楚墨将镇魔石收回怀中,贴紧口。石头的温度与体温完全一致,分不清谁在暖谁。他抬起头,看向碑顶。净灵玉已落入柳嫣掌心,碑顶空无一物,但净灵殿的光芒没有减弱分毫。因为光已经不再需要从玉中流出了。三千六百四十一个名字被柳成荫的净灵印守护了二十年,此刻,那些名字自己亮了起来。每一个灵族人的名字,都是一盏灯。
柳嫣从碑前站起身。她的脸上全是泪痕,但她的手已经不抖了。

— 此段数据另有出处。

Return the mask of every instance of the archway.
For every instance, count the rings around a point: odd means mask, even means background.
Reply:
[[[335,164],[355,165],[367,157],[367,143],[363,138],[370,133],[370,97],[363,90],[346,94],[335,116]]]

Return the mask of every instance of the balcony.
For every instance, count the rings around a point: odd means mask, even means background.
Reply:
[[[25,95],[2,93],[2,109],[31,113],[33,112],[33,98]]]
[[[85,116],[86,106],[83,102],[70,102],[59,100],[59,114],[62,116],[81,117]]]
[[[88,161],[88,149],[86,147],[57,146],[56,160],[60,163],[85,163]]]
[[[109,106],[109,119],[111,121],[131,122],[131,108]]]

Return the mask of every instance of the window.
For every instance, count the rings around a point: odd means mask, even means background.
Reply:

净灵玉在她掌心安静地亮着,玉中柳成荫的净灵印仍在旋转,比之前更慢、更从容,像是一条奔流了二十年的河终于汇入了海。她将净灵玉轻轻按向眉间的柳叶疤痕。玉触及疤痕的瞬间,两者同时发出极淡的白光芒。玉没有融入疤痕,疤痕也没有吸收玉。它们只是贴在一起,像两片来自同一棵柳树的叶子,在分别了二十年后,终于重新叠在一起。
柳嫣放下手。净灵玉仍贴在眉心,稳稳的,像是原本就长在那里。她没有将它取下来。那是她母亲留下的光,她决定替母亲继续亮着。

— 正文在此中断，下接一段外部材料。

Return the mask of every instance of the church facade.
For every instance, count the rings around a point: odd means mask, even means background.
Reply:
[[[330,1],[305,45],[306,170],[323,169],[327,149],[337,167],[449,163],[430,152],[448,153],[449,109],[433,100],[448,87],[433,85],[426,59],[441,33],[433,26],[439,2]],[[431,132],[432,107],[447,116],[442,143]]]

“走吧。”她说,声音沙哑却平稳,“第四块残片在更深的地方。你爹凿的台阶,还剩下四千级。”
楚墨将剑脊嵌向断剑剑身。
剑脊与剑格之间的空隙在接触的瞬间消失。三块残片——剑尖、剑格、剑脊——在同一道青芒中融合,断口与断口之间严丝合缝地对接,竖眼符文从剑格处蔓延至剑脊,从剑脊流向剑尖,连成一线。断剑已不再是残剑的模样。它已有了完整剑身的雏形,长约二尺,青碧如水,三只竖眼沿着剑脊等距排列,同时开阖。剑身完整了将近一半。

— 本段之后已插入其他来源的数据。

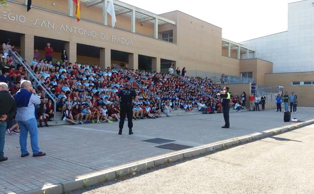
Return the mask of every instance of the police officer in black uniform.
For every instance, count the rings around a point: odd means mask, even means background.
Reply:
[[[120,90],[116,97],[117,102],[120,102],[120,122],[119,123],[119,135],[122,134],[122,128],[124,124],[125,115],[128,119],[128,126],[129,127],[129,135],[133,134],[132,127],[133,122],[133,104],[132,100],[133,98],[135,100],[137,100],[138,96],[136,95],[135,92],[130,89],[130,83],[127,83],[125,85],[125,88]]]
[[[221,98],[222,105],[222,112],[223,113],[223,118],[224,119],[224,126],[221,128],[229,128],[230,123],[229,123],[229,110],[230,110],[230,93],[229,93],[229,88],[225,87],[223,88],[223,91],[217,94]]]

楚墨收剑入鞘,转身面向净灵殿的出口。那是一扇与镜门对称的门,门框是骨质的,灰白色,表面密布着细密的裂纹。门扉紧闭。门楣上刻着一行灵族文字,柳嫣抬头看了一眼。
“‘归途。灵族人由此回家。’”
她伸手推门。门没有动。不是沉重,是在等待。等了二十年,等一个灵族人的手。
柳嫣眉间的净灵玉亮起。光芒从玉中流出,沿着她的手臂,淌过指尖,渗入门扉的骨质裂纹。裂纹中同时亮起白微光——不是净灵玉的光,是门本身的光。这扇门,是用灵族圣山核心的骨木制成的。骨木有灵,只认灵族血脉。
门开了。
门外不是深渊的黑暗,是一片楚墨从未见过的景象。一座悬在虚空中的石台,石台边缘没有栏杆,台下是无尽的、翻涌着的灰白色雾海。雾海中有什么东西在游弋——不是深渊魔物,是更古老的、更缓慢的东西。它们的脊背偶尔拱出雾面,留下一道道转瞬即逝的波痕。石台正中央,有一条继续向下的栈道。栈道不再是铁壁凿成的踏脚凹槽,是悬浮在雾海中的、一块一块独立的石板。每一块石板都只有一尺见方,厚度不过三寸,凭空悬在那里,没有绳索,没有支撑,没有任何可见的依托。石板与石板之间相距三尺,刚好一步。石板下方,是万丈雾海。
“第四层。”柳嫣说,“灵族典籍里叫它——‘忘川’。不是冥界的忘川,是灵族人自己的忘川。化形失败的灵族人,如果怨念太重、无法超度,就会坠入这一层。雾海会吞掉他们的记忆,让他们忘记自己是谁,忘记自己为何而死,忘记怨念的源。等到什么都忘了,他们就会化作雾海的一部分,永远游弋,永远沉默。”
她踏上了第一块石板。
楚墨紧随其后。断剑在腰间轻轻震颤,第四块残片的共鸣从雾海深处传来,极远,极微弱,像是一个在雾中迷路了太久的人,听见了远方的钟声。